Critical thinking is not for everyone? (Enneagrams)

Recently at work we had to take Enneagram tests, followed by a three week course on the subject, in three weekly two hour meetings, given to us by an expert.

My view of those personality tests:

  1. If you force people to answer leading questions that pigeonhole them into a bunch of set categories, you will get results that look similar to the categories involved.
  2. The rest of it does not follow logically, or psychologically, or scientifically, and is not based on a foundation that’s in any way rational.

To clarify, there are nine personality types, and apparently I am a reformer, type one. But each type has (to avoid their jargon) an unhappy path and a happy path. In other words each type can be in a healthy or unhealthy state, and in that state, they take on the characteristics of another personality type. However, we were given explanations neither for how these arbitrary major types are selected, nor how their preset paths to the healthy and unhealthy states work. That is, the arbitrarily selected personality types take on preset characteristics of other arbitrary personality types, and this has no foundation in… well anything really.

Can you guess why these explanations were not given? (Bait and switch, baby!) Of course, it’s because the enneagrams are based on pseudoscience. Why does each type have preset paths to another type? This is where the pseudoscience comes in. You can find a decent explanation here. It’s also clear that other skeptics have a similar view to me. See this skeptics stack exchange question. It happens to be about the same test that we took at work. There’s no answer posted, but the view of skeptics is clear from the comments.

Here is an excerpt from the first link above, illustrating the rationale behind the way the personality types relate and the selection of the preset types that they take on under healthy and unhealthy states:

An enneagram is, literally, a drawing with nine lines. Figuratively, however, the enneagram is a New Age mandala, a mystical gateway to personality typing. The drawing is based upon a belief in the mystical properties of the numbers7 and 3.* It consists of a circle with nine equidistant points on the circumference. The points are connected by two figures: one connects the number 1 to 4 to 2 to 8 to 5 to 7 and back to 1; the other connects 3, 6 and 9. The 142857 sequence is based on the fact that dividing 7 into 1 yields an infinite repetition of the sequence 142857. In fact, dividing 7 into any whole number not a multiple of 7 will yield the infinite repetition of the sequence 142857. Also, 142857 x 7 = 999999. And of course 1 divided by 3 yields an infinite sequence of threes. The triangle joining points 3, 6 and 9 links all the numbers on the circle divisible by 3. To ascribe metaphysical or mystical significance to the properties of numbers is mere superstition and a throwback to an earlier time in human history when ignorance was considered a point of view (apologies to “Dilbert” and Scott Adams).

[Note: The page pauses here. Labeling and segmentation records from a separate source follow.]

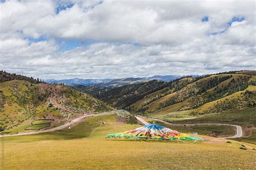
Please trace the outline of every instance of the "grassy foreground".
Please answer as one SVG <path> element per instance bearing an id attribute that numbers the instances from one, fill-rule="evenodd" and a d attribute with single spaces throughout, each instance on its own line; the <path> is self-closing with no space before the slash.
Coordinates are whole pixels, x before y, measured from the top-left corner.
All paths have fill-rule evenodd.
<path id="1" fill-rule="evenodd" d="M 106 124 L 98 123 L 100 120 L 106 121 Z M 104 138 L 109 133 L 138 126 L 116 122 L 113 116 L 95 117 L 70 130 L 5 137 L 4 169 L 252 169 L 255 167 L 255 151 L 240 150 L 241 143 L 232 140 L 231 144 L 224 141 L 190 144 Z"/>

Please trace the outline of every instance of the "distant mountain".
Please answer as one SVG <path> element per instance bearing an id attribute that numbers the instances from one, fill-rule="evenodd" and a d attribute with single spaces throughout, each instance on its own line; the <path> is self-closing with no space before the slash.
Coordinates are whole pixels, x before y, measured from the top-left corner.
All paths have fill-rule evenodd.
<path id="1" fill-rule="evenodd" d="M 199 75 L 193 75 L 191 76 L 192 77 L 197 77 Z M 50 84 L 64 83 L 65 85 L 69 86 L 83 85 L 85 86 L 115 87 L 145 82 L 153 80 L 170 82 L 173 80 L 179 79 L 181 77 L 181 76 L 180 75 L 154 75 L 149 77 L 124 77 L 120 79 L 83 79 L 75 78 L 73 79 L 64 79 L 59 80 L 48 79 L 46 80 L 45 81 Z"/>
<path id="2" fill-rule="evenodd" d="M 90 86 L 94 84 L 98 84 L 103 83 L 106 81 L 109 81 L 112 79 L 83 79 L 75 78 L 73 79 L 63 79 L 63 80 L 55 80 L 55 79 L 48 79 L 45 80 L 45 82 L 49 84 L 53 83 L 64 83 L 65 85 L 69 86 L 73 86 L 76 85 L 84 85 Z"/>

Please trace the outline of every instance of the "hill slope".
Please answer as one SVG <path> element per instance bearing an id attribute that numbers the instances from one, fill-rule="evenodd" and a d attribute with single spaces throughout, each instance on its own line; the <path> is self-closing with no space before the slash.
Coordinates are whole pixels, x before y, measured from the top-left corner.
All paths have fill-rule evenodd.
<path id="1" fill-rule="evenodd" d="M 198 77 L 183 77 L 165 83 L 150 81 L 136 84 L 136 87 L 127 85 L 114 88 L 95 96 L 115 107 L 128 107 L 131 111 L 158 113 L 189 110 L 191 112 L 207 103 L 212 105 L 215 101 L 232 94 L 236 95 L 239 91 L 245 93 L 244 90 L 252 86 L 241 96 L 242 100 L 236 101 L 235 105 L 230 104 L 229 107 L 221 110 L 209 107 L 204 111 L 197 111 L 206 114 L 235 109 L 237 105 L 255 107 L 254 72 L 234 71 Z M 234 102 L 230 97 L 225 99 Z"/>
<path id="2" fill-rule="evenodd" d="M 63 119 L 112 109 L 91 96 L 64 85 L 22 80 L 0 83 L 0 123 L 7 129 L 30 119 Z"/>

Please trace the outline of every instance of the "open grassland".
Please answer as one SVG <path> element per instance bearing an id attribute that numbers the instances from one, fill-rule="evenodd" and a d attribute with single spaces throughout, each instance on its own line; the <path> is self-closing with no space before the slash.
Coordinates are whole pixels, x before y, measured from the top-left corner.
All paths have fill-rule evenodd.
<path id="1" fill-rule="evenodd" d="M 237 147 L 238 146 L 230 146 L 232 144 L 191 145 L 92 138 L 12 143 L 5 145 L 5 168 L 77 169 L 254 167 L 255 151 L 241 150 Z"/>
<path id="2" fill-rule="evenodd" d="M 106 124 L 99 123 L 100 121 Z M 242 143 L 232 140 L 228 144 L 225 140 L 218 139 L 221 141 L 213 143 L 211 140 L 213 138 L 206 137 L 206 142 L 191 144 L 105 139 L 108 133 L 138 126 L 140 126 L 118 122 L 116 115 L 104 116 L 89 118 L 71 129 L 5 137 L 4 168 L 252 169 L 255 167 L 255 151 L 248 147 L 247 150 L 240 150 Z"/>

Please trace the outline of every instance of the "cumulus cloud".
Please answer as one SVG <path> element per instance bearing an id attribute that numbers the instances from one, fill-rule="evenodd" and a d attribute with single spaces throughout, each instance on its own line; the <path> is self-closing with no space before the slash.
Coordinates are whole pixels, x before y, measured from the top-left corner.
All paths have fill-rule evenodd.
<path id="1" fill-rule="evenodd" d="M 11 72 L 63 79 L 255 69 L 253 1 L 6 1 L 0 11 L 0 67 Z M 62 49 L 69 40 L 82 43 Z"/>

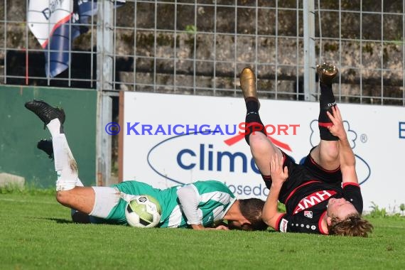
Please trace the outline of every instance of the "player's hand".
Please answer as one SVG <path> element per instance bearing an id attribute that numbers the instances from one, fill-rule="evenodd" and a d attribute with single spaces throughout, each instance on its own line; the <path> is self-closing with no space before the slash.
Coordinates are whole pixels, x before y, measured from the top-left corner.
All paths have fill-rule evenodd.
<path id="1" fill-rule="evenodd" d="M 329 131 L 332 135 L 337 136 L 340 140 L 343 140 L 347 137 L 345 127 L 343 126 L 343 120 L 342 119 L 342 114 L 338 106 L 332 107 L 332 114 L 326 112 L 329 119 L 333 124 L 328 127 Z"/>
<path id="2" fill-rule="evenodd" d="M 282 185 L 288 178 L 288 168 L 283 168 L 283 155 L 274 154 L 270 160 L 270 176 L 272 185 Z"/>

As you can see, the pseudoscience behind the enneagrams is numerology. Just because there is some mathematical relationship between a bunch of numbers when you divide them by each other does not mean that personality types assigned to those numbers have characteristics of those numbers. Numeral systems are in any case simply a representation of numbers that people came up with. In other words, an abstraction, a map to represent real concrete things. Any “mysterious relationship” between numbers is simply a quirk of the numeral system itself. Would a numeral system other than base 10 yield the same “mysterious” relationships between numbers? I don’t think so… But to apply other things, in this case types of personality… to those numbers, and read something into that… well that’s just silly.

If you go ahead and read the Skeptic’s Dictionary link above, it should be clear that it’s all nonsense. Enneagrams may have some merit, because once you force people to answer questions that put them into a broad category, the category will apply to them… somewhat. But the rest of it is pure bullshit. The reports read like a bunch of Barnum statements which could apply to anybody. Primed to credulously accept them because the broad categories seem applicable, people who take the test then buy into it without really noticing.

And yet, nobody else in the office has my view. I wouldn’t rate myself as much above average a critical thinker. But everybody else in the office seem to have approached the subject very credulously indeed. (Unless of course some kept their skeptocism to themselves.) I don’t believe Enneagrams are harmful because the vague, general descriptions in the reports based on them do contain things that apply to everybody, so by following them when dealing with others, we may accidentally consider their thoughts and feelings. So it could do some good… by accident. The person running the coaching I was part of was quite obsessed with it and did seem to help people, but I have seen such zeal before, in others obsessed with other personality tests, as well as religion, 12 step programs, astrology, and psychics. The placebo effect is real.

To be fair, I did keep an open mind. But open does not mean that I accept claims without checking them out. And the claims made by Enneagrams do not check out. Of course nobody who buys into Enneagrams will read this and accept my conclusion. I am, after all, being critical, and a true believer will likely deduce that I am just doing what a type one does in writing this, thus everything written here can be dismissed as exactly what a reformer would write. More broadly, they could probably write off every skeptic as being a reformer too.

2 thoughts on “Critical thinking is not for everyone? (Enneagrams)

    1. Employers love it too. They can put people into nice little pigeonholes and explain away when people respond to being treated like shit as them being on the negative path of their personality rather than face the fact that they treat people like shit.